I go back to the hospital. I run to the foot of Line’s bed:
“Your husband will come by soon, after his classes.”
“You sound very distant, Sandor.”
“I am cold, very cold. I am losing you. You are expecting a second child by Koloman.”
The next day, I have to take the bus, go to work.
In the evening, I pass by Line’s house to see if she has come back from the hospital. There is no light on in any of the rooms.
Three days later, Line is still not back. I don’t dare go to the hospital, I don’t dare visit Line. I am not her husband, I am nothing but a stranger to her. I have no ties to her other than the fact that I love her. Other than the fact that I am her brother, but that is something only I know.
On the fourth day, I phone the hospital. They tell me that Line is still there, that she won’t leave before the following Sunday.
On Saturday afternoon, I buy a bunch of flowers. I think about leaving them for Line at the reception desk, then I think about her husband, Koloman, and I give the flowers to a woman I pass in the street.
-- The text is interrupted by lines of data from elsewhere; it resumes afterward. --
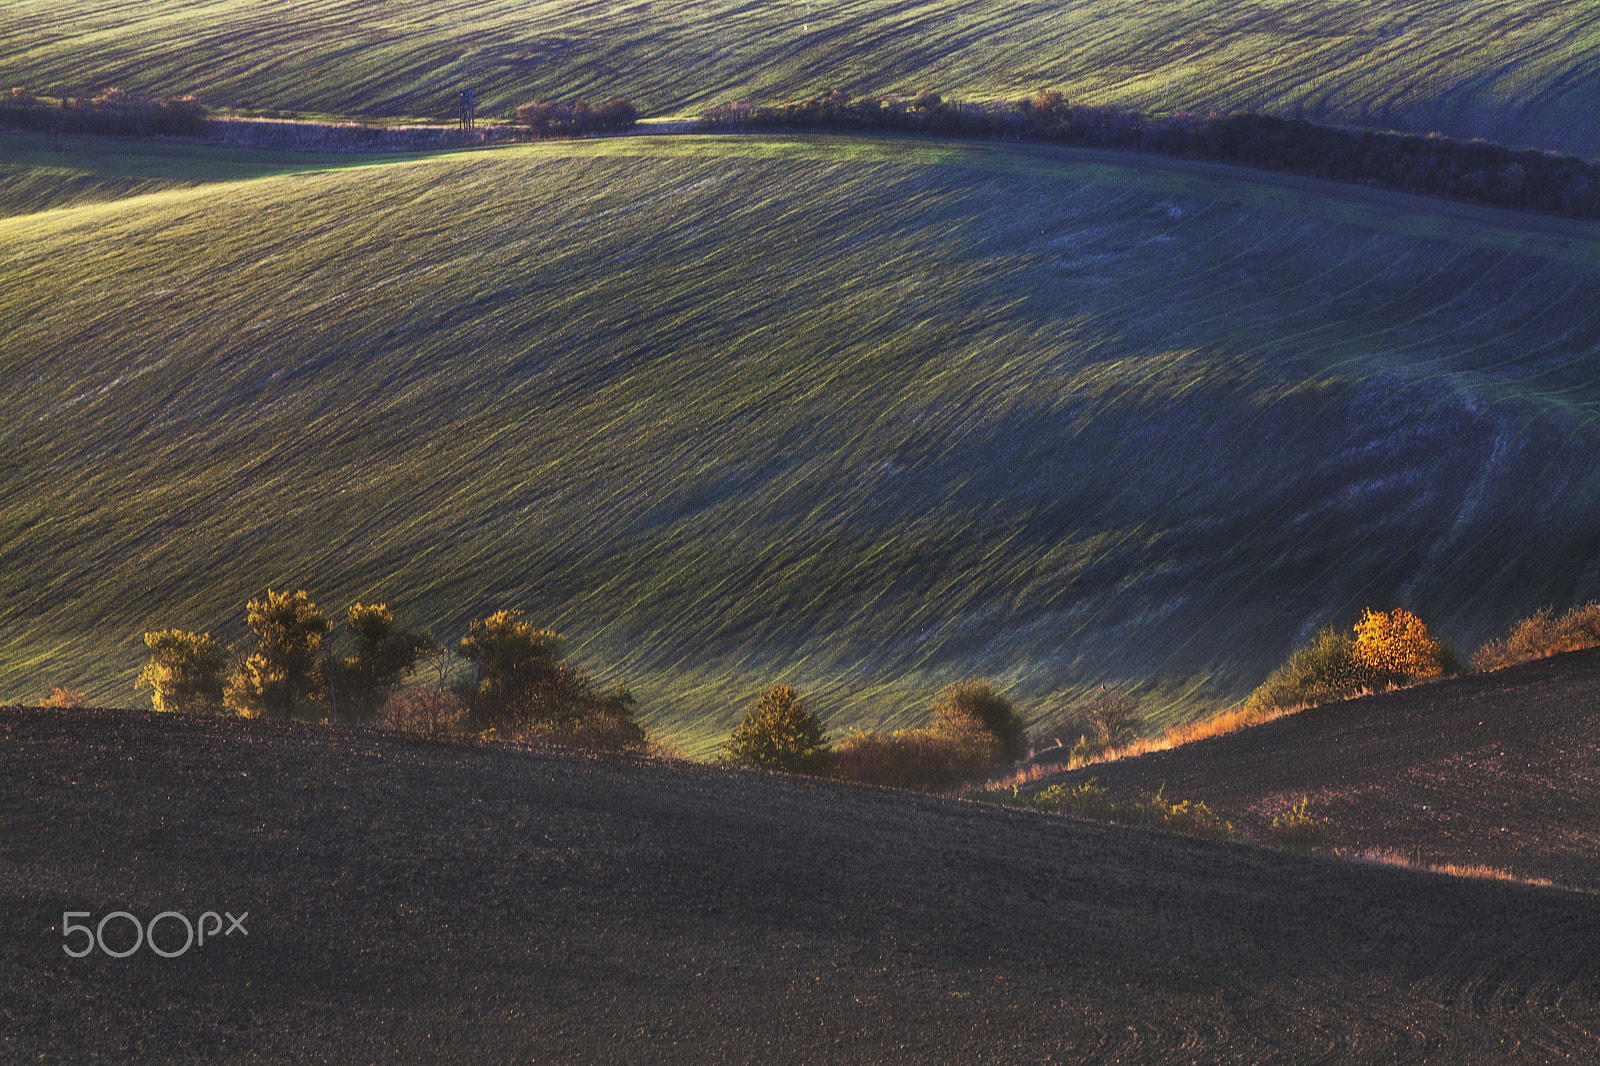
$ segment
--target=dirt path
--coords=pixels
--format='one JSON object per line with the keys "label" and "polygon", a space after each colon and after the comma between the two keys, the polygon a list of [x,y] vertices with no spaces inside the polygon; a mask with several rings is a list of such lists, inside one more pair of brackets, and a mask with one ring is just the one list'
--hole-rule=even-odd
{"label": "dirt path", "polygon": [[[62,912],[119,909],[248,935],[66,956]],[[1600,1032],[1589,896],[148,713],[0,710],[0,923],[6,1062],[1545,1062]]]}

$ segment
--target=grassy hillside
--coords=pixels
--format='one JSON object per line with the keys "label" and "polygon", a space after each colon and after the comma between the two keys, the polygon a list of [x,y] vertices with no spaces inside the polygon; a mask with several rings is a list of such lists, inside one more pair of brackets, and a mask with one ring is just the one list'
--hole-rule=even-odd
{"label": "grassy hillside", "polygon": [[[387,161],[397,158],[404,157]],[[7,133],[0,137],[0,217],[370,162],[361,156],[229,150],[155,139]]]}
{"label": "grassy hillside", "polygon": [[1600,594],[1600,230],[1114,155],[530,146],[0,221],[0,696],[269,584],[503,605],[690,750],[991,674],[1158,714]]}
{"label": "grassy hillside", "polygon": [[[1600,1027],[1573,892],[515,745],[0,737],[10,1062],[1532,1066]],[[245,933],[68,957],[117,910]]]}
{"label": "grassy hillside", "polygon": [[1571,0],[14,0],[0,72],[37,91],[435,118],[467,85],[500,113],[579,94],[670,113],[830,88],[1051,86],[1600,151],[1600,11]]}

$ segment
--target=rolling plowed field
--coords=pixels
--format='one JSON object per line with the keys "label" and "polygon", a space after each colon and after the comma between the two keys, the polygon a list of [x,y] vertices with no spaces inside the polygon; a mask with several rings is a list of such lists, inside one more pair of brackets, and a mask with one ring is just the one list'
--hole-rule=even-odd
{"label": "rolling plowed field", "polygon": [[[248,931],[63,952],[63,912],[116,910]],[[1586,894],[236,719],[0,710],[0,928],[7,1062],[1543,1063],[1600,1039]]]}

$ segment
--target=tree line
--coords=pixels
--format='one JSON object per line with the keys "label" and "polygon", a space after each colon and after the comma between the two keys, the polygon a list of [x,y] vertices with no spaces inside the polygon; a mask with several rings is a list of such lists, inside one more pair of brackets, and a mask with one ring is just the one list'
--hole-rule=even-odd
{"label": "tree line", "polygon": [[1572,155],[1248,112],[1155,116],[1071,104],[1055,90],[986,103],[947,101],[934,92],[860,99],[831,92],[776,106],[717,104],[704,112],[702,123],[710,129],[901,130],[1129,148],[1495,207],[1600,218],[1600,166]]}
{"label": "tree line", "polygon": [[[239,655],[210,633],[146,633],[149,661],[135,687],[151,690],[157,711],[465,731],[619,751],[648,747],[627,687],[600,694],[587,674],[564,661],[565,639],[521,611],[473,621],[454,649],[402,627],[382,603],[352,603],[336,627],[304,590],[268,589],[249,602],[245,622],[255,647]],[[332,646],[335,637],[342,647]],[[434,683],[402,692],[403,682],[430,663]]]}

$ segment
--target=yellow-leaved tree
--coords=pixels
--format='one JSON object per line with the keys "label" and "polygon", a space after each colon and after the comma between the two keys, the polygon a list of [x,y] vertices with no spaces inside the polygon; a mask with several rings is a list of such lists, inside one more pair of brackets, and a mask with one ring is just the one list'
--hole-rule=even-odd
{"label": "yellow-leaved tree", "polygon": [[148,688],[150,703],[158,711],[185,714],[222,710],[222,672],[228,649],[210,633],[162,629],[144,635],[150,661],[139,673],[134,688]]}
{"label": "yellow-leaved tree", "polygon": [[1363,611],[1351,647],[1356,665],[1371,681],[1397,685],[1439,677],[1443,651],[1422,619],[1399,607]]}
{"label": "yellow-leaved tree", "polygon": [[292,718],[297,703],[319,694],[316,668],[328,620],[303,589],[268,589],[265,599],[250,601],[245,621],[256,650],[228,679],[223,699],[246,718]]}

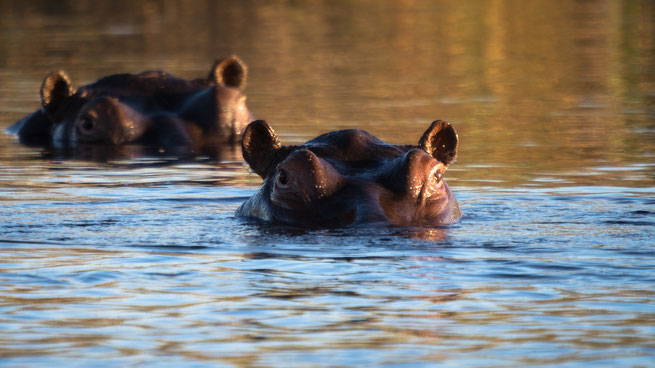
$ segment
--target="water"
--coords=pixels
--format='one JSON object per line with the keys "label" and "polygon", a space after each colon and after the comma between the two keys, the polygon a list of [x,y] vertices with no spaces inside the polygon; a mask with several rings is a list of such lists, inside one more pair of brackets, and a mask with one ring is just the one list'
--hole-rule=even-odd
{"label": "water", "polygon": [[448,228],[235,219],[220,160],[0,136],[0,365],[652,366],[652,2],[0,1],[0,127],[78,84],[236,53],[286,143],[457,128]]}

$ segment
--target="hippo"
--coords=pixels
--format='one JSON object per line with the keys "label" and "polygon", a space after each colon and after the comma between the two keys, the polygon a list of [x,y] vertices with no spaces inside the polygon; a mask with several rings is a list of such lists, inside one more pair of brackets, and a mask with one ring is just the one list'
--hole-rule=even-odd
{"label": "hippo", "polygon": [[437,120],[418,145],[348,129],[283,146],[265,121],[253,121],[241,149],[263,183],[235,215],[299,227],[453,224],[462,212],[443,175],[458,142],[455,129]]}
{"label": "hippo", "polygon": [[162,147],[237,143],[253,120],[247,68],[236,56],[194,80],[161,71],[115,74],[75,88],[63,71],[41,86],[41,108],[7,131],[21,142],[58,145],[142,143]]}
On Sunday, I spend the day outside the hospital, hiding behind the trees in the garden. Around four o’clock the welfare worker’s little car pulls up at the entrance. Shortly after, Line comes out of the hospital and gets in beside her.
Koloman hasn’t come to collect his wife.
In the evening, through the window, I see Koloman sitting as usual at the table in the front room. Line is taking care of the little girl in the other room.
On Monday morning, Line gets on the bus. She is thinner and paler than ever. She sits down next to me, she cries. She hangs on to my hands, my arm:
“Sandor, Sandor.”
I ask:
“Why did you stay so long at the hospital?”